I wake up angry. I look over at the pile of unfolded laundry and look away. The next thing to come into my line of sight—dust bunnies, but less cute and much bigger, much older. Dust dinosaurs. My partner had promised to deal with them, but they’re still here, threatening to catch me and drag me under the bed with them.
In the kitchen there’s mess everywhere. Whose night was it for dishes? Why is the dishwasher not emptied? Where did all these empties sitting next to the sink come from? Garbage, green bin need to be emptied—not my job. The kids clear a path when I’m coming, knowing glances flash at each other, they think I don't see. Mom’s in a mood—do what she says and look out.
Everyone finally leaves and I put the kettle on. I’m sorry now, but there’s nobody left to hear an apology. It’s so quiet except for the roar inside my head.
My friend and teacher David said it so well. His words from Sunday’s philosophy class run through my mind. Emptiness and karma—two poles that together make the tent stand. Laundry is just laundry. Dust, just dust, Dishes, dishes—even unwashed dishes. The anger, the blame, the shame that follows, all come from inside me. I’m frustrated with myself—that assignment not finished, I wanted to practice early this morning but didn’t get up in time, things that should have been done ages ago but have been avoided. Don’t the kids need dentist appointments? I’ll make those tomorrow.
If only I could get everything done, I’d be a better person. And that’s the goal—perfection. Or is it? The Buddhist teacher Pema Chödrön comes to mind, as she so often does. In her book The Wisdom of No Escape she says that we need to show loving-kindness, maitri, towards ourselves. Accepting ourselves is the point of our practice. “We can still be angry after all these years. We can still be timid or jealous or full of feelings of unworthiness. The point is not to try to change ourselves.…The ground of practice is you or me or whoever we are right now, just as we are.”
Right now, I’m angry. That’s who I am in this moment, right now, as I storm around the kitchen tripping over the dogs, and the—who left the chair in the middle of the room?
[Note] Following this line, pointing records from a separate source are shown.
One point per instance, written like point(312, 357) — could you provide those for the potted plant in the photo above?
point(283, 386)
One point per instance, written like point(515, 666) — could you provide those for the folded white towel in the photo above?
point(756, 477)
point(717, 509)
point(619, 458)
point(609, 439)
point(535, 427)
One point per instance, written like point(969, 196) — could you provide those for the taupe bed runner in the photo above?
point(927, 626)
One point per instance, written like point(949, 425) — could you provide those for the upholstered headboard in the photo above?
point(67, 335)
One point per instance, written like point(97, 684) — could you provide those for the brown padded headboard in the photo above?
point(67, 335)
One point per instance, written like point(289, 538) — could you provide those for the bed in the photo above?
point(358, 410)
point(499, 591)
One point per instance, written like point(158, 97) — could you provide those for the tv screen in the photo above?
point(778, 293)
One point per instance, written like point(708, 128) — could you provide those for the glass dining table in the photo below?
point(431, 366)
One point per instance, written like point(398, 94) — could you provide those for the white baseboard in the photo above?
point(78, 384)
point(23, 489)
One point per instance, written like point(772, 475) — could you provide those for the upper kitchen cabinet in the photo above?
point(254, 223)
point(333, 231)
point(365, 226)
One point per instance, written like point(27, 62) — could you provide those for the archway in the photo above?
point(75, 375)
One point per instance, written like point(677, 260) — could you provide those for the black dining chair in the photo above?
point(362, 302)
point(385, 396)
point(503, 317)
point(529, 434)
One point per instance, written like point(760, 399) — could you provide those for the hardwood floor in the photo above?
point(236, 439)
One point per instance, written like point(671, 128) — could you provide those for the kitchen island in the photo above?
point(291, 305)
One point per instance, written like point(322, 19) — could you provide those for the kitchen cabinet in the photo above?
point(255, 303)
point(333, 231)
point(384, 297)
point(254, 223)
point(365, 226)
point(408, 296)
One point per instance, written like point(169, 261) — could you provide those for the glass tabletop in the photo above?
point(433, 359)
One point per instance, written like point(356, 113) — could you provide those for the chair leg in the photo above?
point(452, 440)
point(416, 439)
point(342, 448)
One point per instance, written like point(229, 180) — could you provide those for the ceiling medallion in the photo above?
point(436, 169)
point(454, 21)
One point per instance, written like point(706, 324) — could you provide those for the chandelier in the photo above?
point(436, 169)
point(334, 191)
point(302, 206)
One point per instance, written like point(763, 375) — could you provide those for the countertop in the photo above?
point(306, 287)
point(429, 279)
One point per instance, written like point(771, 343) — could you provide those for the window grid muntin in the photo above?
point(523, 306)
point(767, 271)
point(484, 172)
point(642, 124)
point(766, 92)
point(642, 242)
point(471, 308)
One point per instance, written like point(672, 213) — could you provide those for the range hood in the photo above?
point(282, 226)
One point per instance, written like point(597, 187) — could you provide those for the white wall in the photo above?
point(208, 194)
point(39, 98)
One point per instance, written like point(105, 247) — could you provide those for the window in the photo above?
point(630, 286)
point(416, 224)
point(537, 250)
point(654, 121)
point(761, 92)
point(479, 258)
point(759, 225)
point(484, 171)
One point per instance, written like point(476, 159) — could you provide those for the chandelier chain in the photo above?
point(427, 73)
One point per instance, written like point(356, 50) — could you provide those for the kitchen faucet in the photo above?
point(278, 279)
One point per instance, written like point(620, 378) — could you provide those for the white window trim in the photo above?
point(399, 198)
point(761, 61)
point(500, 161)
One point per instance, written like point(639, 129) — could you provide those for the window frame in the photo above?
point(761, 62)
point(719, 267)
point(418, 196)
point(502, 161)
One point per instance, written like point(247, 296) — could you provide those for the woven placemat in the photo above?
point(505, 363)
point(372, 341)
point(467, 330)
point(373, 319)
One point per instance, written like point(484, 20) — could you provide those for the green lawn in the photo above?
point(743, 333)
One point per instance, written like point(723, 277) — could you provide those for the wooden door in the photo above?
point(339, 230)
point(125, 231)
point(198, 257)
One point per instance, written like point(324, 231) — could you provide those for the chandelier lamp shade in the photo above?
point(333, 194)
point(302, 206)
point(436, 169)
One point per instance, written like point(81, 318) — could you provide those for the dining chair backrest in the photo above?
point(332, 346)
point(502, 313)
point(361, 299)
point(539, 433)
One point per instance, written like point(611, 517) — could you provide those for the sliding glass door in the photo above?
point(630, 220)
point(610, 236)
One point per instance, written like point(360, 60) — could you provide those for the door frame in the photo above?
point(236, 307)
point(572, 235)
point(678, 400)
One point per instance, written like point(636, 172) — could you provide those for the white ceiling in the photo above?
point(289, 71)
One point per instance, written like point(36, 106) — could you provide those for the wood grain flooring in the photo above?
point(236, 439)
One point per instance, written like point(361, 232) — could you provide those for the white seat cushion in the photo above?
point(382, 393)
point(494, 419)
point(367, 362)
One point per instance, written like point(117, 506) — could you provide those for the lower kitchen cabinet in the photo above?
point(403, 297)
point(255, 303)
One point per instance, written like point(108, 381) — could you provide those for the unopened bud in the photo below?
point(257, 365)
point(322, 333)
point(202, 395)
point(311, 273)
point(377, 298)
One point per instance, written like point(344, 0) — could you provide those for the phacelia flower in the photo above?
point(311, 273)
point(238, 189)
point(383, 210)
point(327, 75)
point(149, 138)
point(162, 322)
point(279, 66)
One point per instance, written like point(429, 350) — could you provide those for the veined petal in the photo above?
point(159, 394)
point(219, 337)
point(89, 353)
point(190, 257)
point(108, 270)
Why did my partner not clean up like he said he would, I had wondered upon waking this morning. Hmmm. Maybe it’s something more like, why don’t I do what I say I will? That’s more difficult to say to myself, but it rings with truth—uncomfortable truth.
I feel the anger of the morning melt as I sip my hot tea. I follow the breath, the energy flowing up and down Shushumna, that central channel along the spine where energy flows. Time to practice. I begin to move my body, bringing my attention to the breath, to the present moment, moving through a familiar sequence. After a short while the mind wanders, as it does, and the movie of the morning begins playing through my mind—I’m watching myself from outside of myself, wincing. Instead of feeling frustration and anger, I choose to show myself compassion and loving-kindness. It’s liking wrapping big arms around myself. I know that I haven’t fixed everything. I know that I still do need to make apologies to my family (and that when I do they will graciously accept them, because they are wonderful people). I know that I still have a list of things to get done. I will not achieve perfection—it’s not attainable—and fixing others’ mistakes will not cover up my own failings. I will remember, again, that what I’m seeing in others is a reflection of what I’m seeing in myself. And, perhaps, the first step in getting on with today will be to go upstairs and fold some laundry, which I would do if there were time. I’ll do it tomorrow, along with making those dentist appointments.